Sprache ist auch Musik

Eine Ausstellung im Wiener Arnold Schönberg Center widmet sich der Beziehung zwischen den beiden Jubilaren Arnold Schönberg und Karl Kraus, die vor 150 Jahren in Wien geboren wurden

Von Robert Jungwirth

(Wien, 20. Januar 2024) „Jemandes Stil zu verwenden, heißt sich zu ihm zu bekennen, sich geradezu seinen Schüler nennen. Ich habe durch Karl Kraus Schreiben, ja fast Denken gelernt.“ Das Bekenntnis von Arnold Schönberg mag erstaunen.

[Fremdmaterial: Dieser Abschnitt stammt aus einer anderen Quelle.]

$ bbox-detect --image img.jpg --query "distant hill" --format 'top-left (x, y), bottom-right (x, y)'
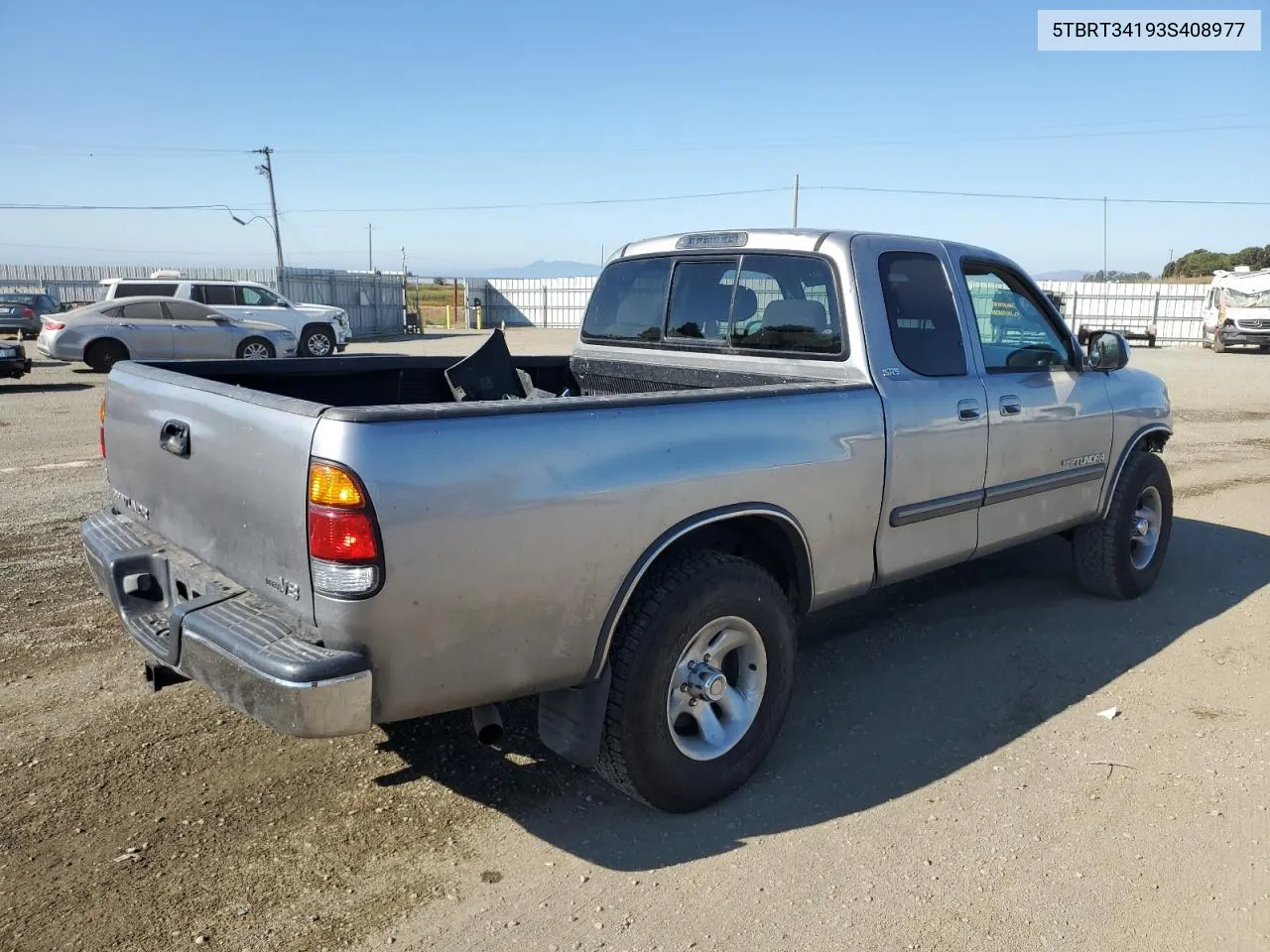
top-left (480, 262), bottom-right (599, 278)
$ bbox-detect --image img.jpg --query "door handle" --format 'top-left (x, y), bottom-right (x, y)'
top-left (159, 420), bottom-right (190, 458)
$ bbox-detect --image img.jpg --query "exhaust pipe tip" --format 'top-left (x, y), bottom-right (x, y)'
top-left (472, 704), bottom-right (503, 747)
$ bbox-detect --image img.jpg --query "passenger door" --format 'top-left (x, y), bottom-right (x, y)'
top-left (851, 235), bottom-right (988, 583)
top-left (164, 300), bottom-right (237, 358)
top-left (110, 300), bottom-right (172, 359)
top-left (958, 258), bottom-right (1112, 554)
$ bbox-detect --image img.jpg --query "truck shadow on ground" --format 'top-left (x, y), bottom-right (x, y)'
top-left (378, 520), bottom-right (1270, 871)
top-left (0, 384), bottom-right (92, 394)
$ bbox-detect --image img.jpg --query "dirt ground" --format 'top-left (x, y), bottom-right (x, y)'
top-left (0, 331), bottom-right (1270, 952)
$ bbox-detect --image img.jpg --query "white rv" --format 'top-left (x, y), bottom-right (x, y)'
top-left (1202, 267), bottom-right (1270, 353)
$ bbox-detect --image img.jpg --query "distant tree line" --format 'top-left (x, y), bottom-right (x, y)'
top-left (1163, 245), bottom-right (1270, 281)
top-left (1080, 271), bottom-right (1151, 282)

Es offenbart jedoch die Bedeutung, die der Sprachkünstler Karl Kraus für den Erneuerer der Musik des frühen 20. Jahrhunderts hatte. Beide wurden sie 1874 in Wien geboren, wo sie die Aufbruchstimmung in der Kultur ausgehend von der Wiener Sezession hautnah miterlebt und mitprägt haben.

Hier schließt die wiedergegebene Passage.